In his Weblog entry today Simon Brown praises HttpClient - another great Jakarta Commons component. Rather than implementing HTTP POSTs himself, Simon recently discovered how easy it is to use the Jakarta Commons HttpClient. In a talkback, ajsutton adds that "The best starting point for HttpClient is to read the tutorial. It's available at and outlines the right pattern for HttpClient usage. "

David Walend continues the thread that includes arguments on both sides of the exception issue. In Design for Exceptions David writes

Unlike the rest of the API, which gets defined during design, I've found exceptions tend to bubble up from implementation. Sometimes it's obvious that something will go wrong at design time, but often I need to create some new exceptions while implementing the code. Plus I like to create very descriptive subclasses of my abstract exception.
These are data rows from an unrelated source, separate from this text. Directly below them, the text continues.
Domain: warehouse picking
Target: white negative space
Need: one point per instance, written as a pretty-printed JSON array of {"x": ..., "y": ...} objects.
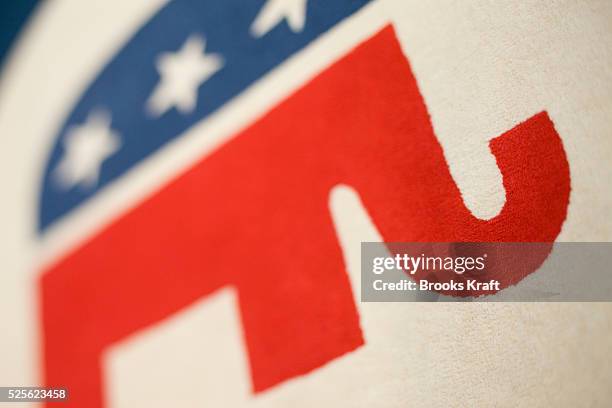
[
  {"x": 416, "y": 354},
  {"x": 480, "y": 67},
  {"x": 192, "y": 359}
]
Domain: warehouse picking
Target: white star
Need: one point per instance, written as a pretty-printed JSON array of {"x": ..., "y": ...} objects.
[
  {"x": 275, "y": 11},
  {"x": 85, "y": 148},
  {"x": 181, "y": 74}
]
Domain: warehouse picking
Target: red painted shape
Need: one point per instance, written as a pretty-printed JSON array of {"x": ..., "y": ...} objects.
[{"x": 261, "y": 200}]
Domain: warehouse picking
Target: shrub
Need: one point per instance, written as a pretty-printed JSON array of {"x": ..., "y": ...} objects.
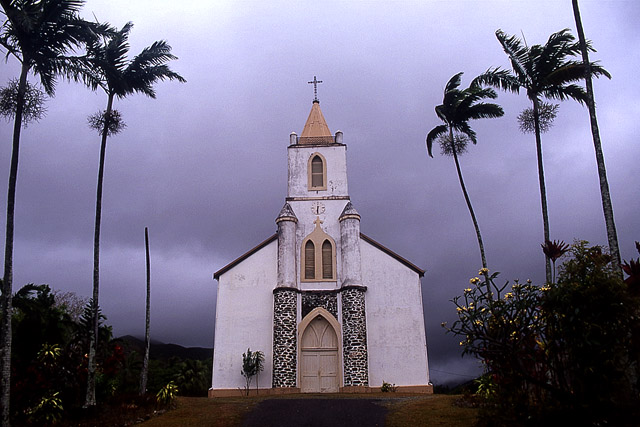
[
  {"x": 167, "y": 394},
  {"x": 564, "y": 351},
  {"x": 386, "y": 387}
]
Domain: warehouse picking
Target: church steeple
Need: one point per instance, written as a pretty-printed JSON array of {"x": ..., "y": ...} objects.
[{"x": 316, "y": 131}]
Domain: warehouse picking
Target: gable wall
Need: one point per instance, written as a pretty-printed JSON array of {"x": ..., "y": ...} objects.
[
  {"x": 396, "y": 338},
  {"x": 244, "y": 318}
]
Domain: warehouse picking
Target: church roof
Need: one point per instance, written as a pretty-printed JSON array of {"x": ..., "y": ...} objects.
[
  {"x": 274, "y": 237},
  {"x": 392, "y": 254},
  {"x": 244, "y": 256},
  {"x": 316, "y": 130}
]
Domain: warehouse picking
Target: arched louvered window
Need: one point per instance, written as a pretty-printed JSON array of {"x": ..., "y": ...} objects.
[
  {"x": 309, "y": 260},
  {"x": 317, "y": 172},
  {"x": 318, "y": 256},
  {"x": 327, "y": 260}
]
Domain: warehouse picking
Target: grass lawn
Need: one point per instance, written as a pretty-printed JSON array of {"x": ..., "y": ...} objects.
[{"x": 404, "y": 410}]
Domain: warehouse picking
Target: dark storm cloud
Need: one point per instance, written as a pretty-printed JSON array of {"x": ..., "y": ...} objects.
[{"x": 204, "y": 165}]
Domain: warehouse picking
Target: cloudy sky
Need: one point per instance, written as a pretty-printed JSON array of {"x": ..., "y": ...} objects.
[{"x": 204, "y": 165}]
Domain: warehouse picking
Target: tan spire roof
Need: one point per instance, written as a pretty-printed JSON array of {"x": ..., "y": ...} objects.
[{"x": 316, "y": 130}]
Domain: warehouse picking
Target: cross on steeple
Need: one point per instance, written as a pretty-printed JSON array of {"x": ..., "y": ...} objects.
[{"x": 315, "y": 88}]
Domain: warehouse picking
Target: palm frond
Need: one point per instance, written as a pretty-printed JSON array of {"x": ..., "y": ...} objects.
[
  {"x": 573, "y": 91},
  {"x": 518, "y": 53},
  {"x": 485, "y": 110},
  {"x": 498, "y": 78},
  {"x": 433, "y": 135},
  {"x": 453, "y": 83},
  {"x": 466, "y": 129}
]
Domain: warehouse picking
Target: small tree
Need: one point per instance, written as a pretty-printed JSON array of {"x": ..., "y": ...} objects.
[{"x": 252, "y": 364}]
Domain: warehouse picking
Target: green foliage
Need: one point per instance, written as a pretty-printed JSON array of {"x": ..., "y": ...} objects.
[
  {"x": 193, "y": 378},
  {"x": 386, "y": 387},
  {"x": 33, "y": 102},
  {"x": 48, "y": 411},
  {"x": 486, "y": 386},
  {"x": 546, "y": 115},
  {"x": 49, "y": 350},
  {"x": 167, "y": 394},
  {"x": 111, "y": 122},
  {"x": 252, "y": 365},
  {"x": 564, "y": 352}
]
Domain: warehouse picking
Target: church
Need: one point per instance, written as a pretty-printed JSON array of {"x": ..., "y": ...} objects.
[{"x": 331, "y": 309}]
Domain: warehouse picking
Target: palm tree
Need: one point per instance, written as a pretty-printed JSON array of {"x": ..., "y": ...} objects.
[
  {"x": 118, "y": 77},
  {"x": 39, "y": 34},
  {"x": 612, "y": 235},
  {"x": 542, "y": 71},
  {"x": 147, "y": 337},
  {"x": 457, "y": 108}
]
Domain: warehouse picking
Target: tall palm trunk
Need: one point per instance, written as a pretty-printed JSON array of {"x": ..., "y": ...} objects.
[
  {"x": 543, "y": 188},
  {"x": 466, "y": 198},
  {"x": 7, "y": 281},
  {"x": 612, "y": 235},
  {"x": 90, "y": 399},
  {"x": 147, "y": 338}
]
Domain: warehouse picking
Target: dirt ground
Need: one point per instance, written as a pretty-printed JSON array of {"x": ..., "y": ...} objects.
[{"x": 388, "y": 409}]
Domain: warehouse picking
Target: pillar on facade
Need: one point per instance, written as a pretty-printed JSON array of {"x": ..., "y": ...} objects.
[
  {"x": 285, "y": 303},
  {"x": 354, "y": 321}
]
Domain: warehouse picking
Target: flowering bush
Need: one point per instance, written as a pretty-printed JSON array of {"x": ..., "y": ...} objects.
[{"x": 564, "y": 352}]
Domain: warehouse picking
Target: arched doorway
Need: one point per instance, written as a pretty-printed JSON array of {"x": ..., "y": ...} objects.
[{"x": 319, "y": 354}]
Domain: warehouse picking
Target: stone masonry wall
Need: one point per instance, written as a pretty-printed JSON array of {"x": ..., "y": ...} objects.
[
  {"x": 354, "y": 337},
  {"x": 324, "y": 299},
  {"x": 284, "y": 337}
]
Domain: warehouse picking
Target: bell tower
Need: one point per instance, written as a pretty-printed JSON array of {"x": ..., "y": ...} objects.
[{"x": 319, "y": 233}]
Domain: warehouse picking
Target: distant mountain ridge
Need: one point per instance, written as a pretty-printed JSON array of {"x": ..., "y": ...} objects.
[{"x": 161, "y": 351}]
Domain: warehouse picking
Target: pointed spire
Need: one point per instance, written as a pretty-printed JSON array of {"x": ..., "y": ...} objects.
[
  {"x": 286, "y": 214},
  {"x": 349, "y": 212},
  {"x": 316, "y": 130}
]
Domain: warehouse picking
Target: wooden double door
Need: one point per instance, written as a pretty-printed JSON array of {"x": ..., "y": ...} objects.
[{"x": 319, "y": 358}]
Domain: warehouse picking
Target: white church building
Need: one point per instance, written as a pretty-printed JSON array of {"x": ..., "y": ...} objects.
[{"x": 331, "y": 309}]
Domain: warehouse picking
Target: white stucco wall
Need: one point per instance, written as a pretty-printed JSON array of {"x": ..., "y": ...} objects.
[
  {"x": 244, "y": 318},
  {"x": 336, "y": 161},
  {"x": 396, "y": 338}
]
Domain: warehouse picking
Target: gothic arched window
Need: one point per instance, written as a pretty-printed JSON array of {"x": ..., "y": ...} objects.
[
  {"x": 317, "y": 172},
  {"x": 327, "y": 260},
  {"x": 318, "y": 254},
  {"x": 309, "y": 260}
]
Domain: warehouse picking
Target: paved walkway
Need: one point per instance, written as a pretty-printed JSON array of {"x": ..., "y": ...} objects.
[{"x": 317, "y": 413}]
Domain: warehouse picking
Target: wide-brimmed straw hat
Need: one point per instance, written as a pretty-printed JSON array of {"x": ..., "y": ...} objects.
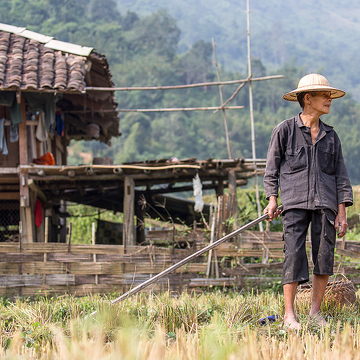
[{"x": 313, "y": 82}]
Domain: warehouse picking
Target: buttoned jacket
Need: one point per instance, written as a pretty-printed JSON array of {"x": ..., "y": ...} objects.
[{"x": 309, "y": 176}]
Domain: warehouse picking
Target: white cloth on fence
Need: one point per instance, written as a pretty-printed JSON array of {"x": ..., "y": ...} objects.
[{"x": 3, "y": 144}]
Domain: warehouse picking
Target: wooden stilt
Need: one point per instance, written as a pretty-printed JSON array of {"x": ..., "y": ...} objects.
[{"x": 129, "y": 199}]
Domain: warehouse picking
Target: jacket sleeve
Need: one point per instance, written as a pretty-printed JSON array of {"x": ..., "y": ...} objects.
[
  {"x": 273, "y": 162},
  {"x": 343, "y": 185}
]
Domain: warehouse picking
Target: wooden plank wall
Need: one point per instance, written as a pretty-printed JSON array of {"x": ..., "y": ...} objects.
[{"x": 49, "y": 268}]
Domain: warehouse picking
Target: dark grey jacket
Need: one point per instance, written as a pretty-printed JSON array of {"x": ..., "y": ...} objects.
[{"x": 310, "y": 176}]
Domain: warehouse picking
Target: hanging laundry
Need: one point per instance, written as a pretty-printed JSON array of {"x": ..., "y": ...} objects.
[
  {"x": 38, "y": 213},
  {"x": 8, "y": 98},
  {"x": 3, "y": 144},
  {"x": 60, "y": 126},
  {"x": 46, "y": 159},
  {"x": 41, "y": 133},
  {"x": 45, "y": 102}
]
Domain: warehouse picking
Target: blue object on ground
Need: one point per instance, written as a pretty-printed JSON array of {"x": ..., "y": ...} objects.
[{"x": 270, "y": 318}]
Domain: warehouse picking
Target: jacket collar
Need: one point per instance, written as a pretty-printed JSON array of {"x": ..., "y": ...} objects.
[{"x": 322, "y": 125}]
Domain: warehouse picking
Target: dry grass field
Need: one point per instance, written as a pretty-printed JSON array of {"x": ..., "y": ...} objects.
[{"x": 214, "y": 325}]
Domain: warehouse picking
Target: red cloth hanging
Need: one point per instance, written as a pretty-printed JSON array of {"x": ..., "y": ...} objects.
[
  {"x": 38, "y": 213},
  {"x": 46, "y": 159}
]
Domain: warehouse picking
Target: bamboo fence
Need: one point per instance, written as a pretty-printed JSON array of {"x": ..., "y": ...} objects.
[{"x": 53, "y": 268}]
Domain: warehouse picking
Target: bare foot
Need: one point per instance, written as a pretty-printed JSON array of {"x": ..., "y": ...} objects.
[
  {"x": 291, "y": 323},
  {"x": 319, "y": 319}
]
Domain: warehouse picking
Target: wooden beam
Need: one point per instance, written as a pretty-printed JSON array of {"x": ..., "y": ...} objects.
[
  {"x": 9, "y": 196},
  {"x": 129, "y": 211}
]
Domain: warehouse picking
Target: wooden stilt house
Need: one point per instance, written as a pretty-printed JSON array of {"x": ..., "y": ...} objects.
[{"x": 43, "y": 106}]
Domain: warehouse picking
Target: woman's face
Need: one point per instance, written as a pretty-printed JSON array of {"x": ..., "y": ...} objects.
[{"x": 318, "y": 102}]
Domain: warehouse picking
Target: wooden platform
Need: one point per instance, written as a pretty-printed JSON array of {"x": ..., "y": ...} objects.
[{"x": 39, "y": 268}]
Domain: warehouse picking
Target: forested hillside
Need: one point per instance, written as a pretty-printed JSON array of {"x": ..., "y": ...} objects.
[
  {"x": 146, "y": 50},
  {"x": 322, "y": 35}
]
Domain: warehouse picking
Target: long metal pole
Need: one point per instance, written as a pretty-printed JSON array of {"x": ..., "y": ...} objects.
[
  {"x": 252, "y": 115},
  {"x": 188, "y": 259}
]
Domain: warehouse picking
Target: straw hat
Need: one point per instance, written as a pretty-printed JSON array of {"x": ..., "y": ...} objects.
[{"x": 313, "y": 82}]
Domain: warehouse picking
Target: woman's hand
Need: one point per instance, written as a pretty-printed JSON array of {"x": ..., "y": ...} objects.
[{"x": 340, "y": 221}]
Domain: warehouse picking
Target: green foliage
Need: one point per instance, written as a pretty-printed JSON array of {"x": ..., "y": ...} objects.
[{"x": 147, "y": 48}]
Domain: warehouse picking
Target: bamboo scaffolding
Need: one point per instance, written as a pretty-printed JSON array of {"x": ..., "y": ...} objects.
[
  {"x": 252, "y": 116},
  {"x": 174, "y": 87},
  {"x": 232, "y": 96},
  {"x": 155, "y": 110}
]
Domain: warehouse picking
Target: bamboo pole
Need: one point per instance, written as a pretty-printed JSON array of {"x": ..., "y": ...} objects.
[
  {"x": 174, "y": 87},
  {"x": 212, "y": 108},
  {"x": 172, "y": 268},
  {"x": 94, "y": 255},
  {"x": 222, "y": 101},
  {"x": 154, "y": 110},
  {"x": 252, "y": 116},
  {"x": 232, "y": 96}
]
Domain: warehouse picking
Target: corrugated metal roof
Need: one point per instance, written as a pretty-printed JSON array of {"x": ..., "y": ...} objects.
[
  {"x": 49, "y": 41},
  {"x": 69, "y": 48}
]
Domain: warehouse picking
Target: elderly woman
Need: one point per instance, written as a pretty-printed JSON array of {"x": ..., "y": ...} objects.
[{"x": 305, "y": 160}]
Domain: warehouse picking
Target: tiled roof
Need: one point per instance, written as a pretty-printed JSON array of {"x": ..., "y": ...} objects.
[{"x": 34, "y": 62}]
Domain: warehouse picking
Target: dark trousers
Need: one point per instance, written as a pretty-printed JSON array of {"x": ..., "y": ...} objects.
[{"x": 323, "y": 237}]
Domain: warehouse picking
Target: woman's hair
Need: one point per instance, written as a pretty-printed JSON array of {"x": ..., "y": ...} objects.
[{"x": 300, "y": 97}]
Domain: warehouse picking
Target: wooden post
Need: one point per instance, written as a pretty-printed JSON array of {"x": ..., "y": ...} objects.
[
  {"x": 94, "y": 255},
  {"x": 69, "y": 248},
  {"x": 129, "y": 207},
  {"x": 46, "y": 235},
  {"x": 20, "y": 248},
  {"x": 140, "y": 225},
  {"x": 220, "y": 189},
  {"x": 26, "y": 215}
]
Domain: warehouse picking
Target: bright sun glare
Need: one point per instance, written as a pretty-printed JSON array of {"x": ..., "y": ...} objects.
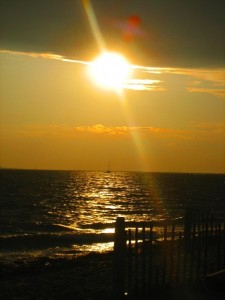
[{"x": 110, "y": 70}]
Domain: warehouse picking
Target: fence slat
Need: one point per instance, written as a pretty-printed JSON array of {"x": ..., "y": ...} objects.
[{"x": 149, "y": 256}]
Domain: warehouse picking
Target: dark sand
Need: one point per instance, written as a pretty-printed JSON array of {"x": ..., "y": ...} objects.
[
  {"x": 83, "y": 278},
  {"x": 88, "y": 277}
]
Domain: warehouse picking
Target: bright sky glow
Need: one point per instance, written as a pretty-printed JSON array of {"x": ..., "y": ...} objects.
[{"x": 110, "y": 70}]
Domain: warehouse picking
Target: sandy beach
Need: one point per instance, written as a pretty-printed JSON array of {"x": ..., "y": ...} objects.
[
  {"x": 87, "y": 277},
  {"x": 82, "y": 278}
]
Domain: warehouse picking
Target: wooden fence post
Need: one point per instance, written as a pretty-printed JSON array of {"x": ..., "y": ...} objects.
[
  {"x": 188, "y": 218},
  {"x": 119, "y": 258}
]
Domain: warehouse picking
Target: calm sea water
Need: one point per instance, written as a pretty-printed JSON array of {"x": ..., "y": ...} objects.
[{"x": 58, "y": 213}]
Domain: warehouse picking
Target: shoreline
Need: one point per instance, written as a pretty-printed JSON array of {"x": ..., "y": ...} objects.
[{"x": 84, "y": 277}]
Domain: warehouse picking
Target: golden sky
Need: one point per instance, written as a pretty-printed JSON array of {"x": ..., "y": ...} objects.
[{"x": 170, "y": 117}]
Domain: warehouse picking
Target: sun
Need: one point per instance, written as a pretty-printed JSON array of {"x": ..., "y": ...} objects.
[{"x": 110, "y": 70}]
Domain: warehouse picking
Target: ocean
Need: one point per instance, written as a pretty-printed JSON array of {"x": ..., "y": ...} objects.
[{"x": 62, "y": 213}]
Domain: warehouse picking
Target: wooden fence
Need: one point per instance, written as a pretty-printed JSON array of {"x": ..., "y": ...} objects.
[{"x": 153, "y": 255}]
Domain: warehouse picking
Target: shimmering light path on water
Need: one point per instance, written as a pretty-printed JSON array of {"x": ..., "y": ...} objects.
[{"x": 57, "y": 211}]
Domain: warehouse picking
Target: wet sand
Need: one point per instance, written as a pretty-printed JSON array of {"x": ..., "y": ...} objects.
[
  {"x": 82, "y": 278},
  {"x": 88, "y": 277}
]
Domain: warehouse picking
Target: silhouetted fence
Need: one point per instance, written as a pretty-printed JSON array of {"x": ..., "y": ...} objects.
[{"x": 153, "y": 255}]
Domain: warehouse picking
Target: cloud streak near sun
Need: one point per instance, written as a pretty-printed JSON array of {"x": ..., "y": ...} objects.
[{"x": 146, "y": 78}]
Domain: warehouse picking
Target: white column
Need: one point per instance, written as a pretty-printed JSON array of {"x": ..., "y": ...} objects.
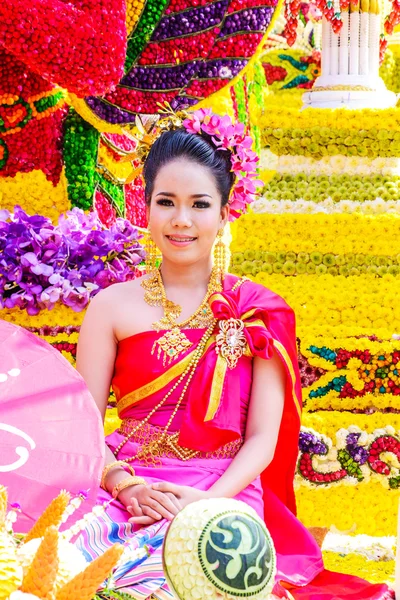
[
  {"x": 334, "y": 54},
  {"x": 326, "y": 46},
  {"x": 364, "y": 38},
  {"x": 354, "y": 38},
  {"x": 344, "y": 45},
  {"x": 374, "y": 34}
]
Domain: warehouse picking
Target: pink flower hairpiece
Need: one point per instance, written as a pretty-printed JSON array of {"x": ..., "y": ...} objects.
[{"x": 229, "y": 136}]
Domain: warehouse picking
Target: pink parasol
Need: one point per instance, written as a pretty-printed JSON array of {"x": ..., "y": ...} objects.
[{"x": 51, "y": 435}]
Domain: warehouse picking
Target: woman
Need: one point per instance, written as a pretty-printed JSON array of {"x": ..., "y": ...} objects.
[{"x": 203, "y": 365}]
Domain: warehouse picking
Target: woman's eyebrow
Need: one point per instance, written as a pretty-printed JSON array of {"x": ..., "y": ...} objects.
[{"x": 172, "y": 195}]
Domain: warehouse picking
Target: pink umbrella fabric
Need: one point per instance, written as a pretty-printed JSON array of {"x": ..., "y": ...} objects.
[{"x": 51, "y": 434}]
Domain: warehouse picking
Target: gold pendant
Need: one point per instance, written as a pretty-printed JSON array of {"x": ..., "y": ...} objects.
[
  {"x": 171, "y": 344},
  {"x": 231, "y": 341}
]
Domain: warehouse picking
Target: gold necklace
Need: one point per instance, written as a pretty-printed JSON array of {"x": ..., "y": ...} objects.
[{"x": 173, "y": 342}]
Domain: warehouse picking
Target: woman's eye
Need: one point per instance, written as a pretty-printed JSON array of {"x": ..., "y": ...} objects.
[
  {"x": 164, "y": 202},
  {"x": 202, "y": 204}
]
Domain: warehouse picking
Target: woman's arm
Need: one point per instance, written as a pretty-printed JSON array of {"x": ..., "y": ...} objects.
[
  {"x": 262, "y": 430},
  {"x": 97, "y": 349},
  {"x": 79, "y": 45}
]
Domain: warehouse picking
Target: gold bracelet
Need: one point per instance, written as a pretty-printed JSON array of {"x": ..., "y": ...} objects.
[
  {"x": 127, "y": 482},
  {"x": 107, "y": 468}
]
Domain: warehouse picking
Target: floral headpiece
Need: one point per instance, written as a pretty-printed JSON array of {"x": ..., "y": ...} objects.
[{"x": 225, "y": 135}]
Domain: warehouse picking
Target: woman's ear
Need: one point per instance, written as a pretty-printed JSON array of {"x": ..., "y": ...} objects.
[{"x": 224, "y": 215}]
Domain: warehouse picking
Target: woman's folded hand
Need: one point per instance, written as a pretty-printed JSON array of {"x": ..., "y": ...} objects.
[{"x": 147, "y": 505}]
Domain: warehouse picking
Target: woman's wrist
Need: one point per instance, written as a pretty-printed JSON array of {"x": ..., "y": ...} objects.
[
  {"x": 114, "y": 477},
  {"x": 125, "y": 495}
]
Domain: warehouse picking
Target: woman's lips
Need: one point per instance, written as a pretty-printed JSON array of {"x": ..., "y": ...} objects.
[{"x": 180, "y": 241}]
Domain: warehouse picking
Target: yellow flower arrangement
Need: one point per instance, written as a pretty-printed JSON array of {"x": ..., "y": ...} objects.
[
  {"x": 362, "y": 508},
  {"x": 287, "y": 115},
  {"x": 336, "y": 233},
  {"x": 353, "y": 564},
  {"x": 35, "y": 194}
]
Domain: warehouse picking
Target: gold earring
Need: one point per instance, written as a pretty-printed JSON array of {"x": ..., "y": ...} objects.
[
  {"x": 151, "y": 254},
  {"x": 220, "y": 254}
]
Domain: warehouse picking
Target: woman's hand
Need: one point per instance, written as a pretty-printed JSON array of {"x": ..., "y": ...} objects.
[
  {"x": 147, "y": 505},
  {"x": 185, "y": 494}
]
Specific subclasses make it easier for code handling the exception to determined what failed and how to react. That's what Dr. Gosling means by, "... in a throws clause ... be as specific as possible."

David also refers to Felipe Leme's latest blog entry It's time to move on. Felipe notes that even if Tiger (J2SE 1.5) were released today, it's going to take a long time before we see adoption in major applications. He point out that J2SE 1.4 is in its third version and despite how long it has been around, there are plenty of applications that still use 1.3. He predicts that "with Tiger and its language changes, this situation can be even worse, as the IDEs have to adapt themselves to these changes."

In Also in Java Today popular culture makes its way into tech writing with Larry O'Brien's Java Eye for the .NET Guy . Larry's article is in a series on Windows and .NET and reminds the community that there is plenty that the .NET programmers can learn from the experience of Java developers. Get past the opening paragraph and comments such as "Of course, there are those who’ve accused .NET of being a rip-off of Java from the start" and you will get to the Java-friendly parts. After several observations about technical areas, O'Brien says the following about community

Finally, and this is the area that I most wish has some impact: The Java world is a real community. Microsoft bends over backward in order to try to create communities, but the Java and open-source communities are more organic.

Perhaps this is just an accident of history, a reflection of the longer time that Java and open-source projects have been around, as well as an artifact of a time when hanging out and enthusing about technology paid well (and went by the name “business development”).

Qualities of a Good Middle-Tier Architecture is Satya Komatineni's most recent ONJava article. In it he writes

The two primary activities in a middle tier are reading and writing data. Reading data involves retrieving the raw data based on input parameters, massaging the data, and delivering the data in the requested format. Writing data involves manipulating the data stored, using certain business rules and processes. In a sense, the write operation changes the state of the database server.

Satya then goes on to describe the attributes he looks for in the middle tier including his list of the big easy's: easy to call, easy to discover, easy to monitor the response, and easy to create a new component.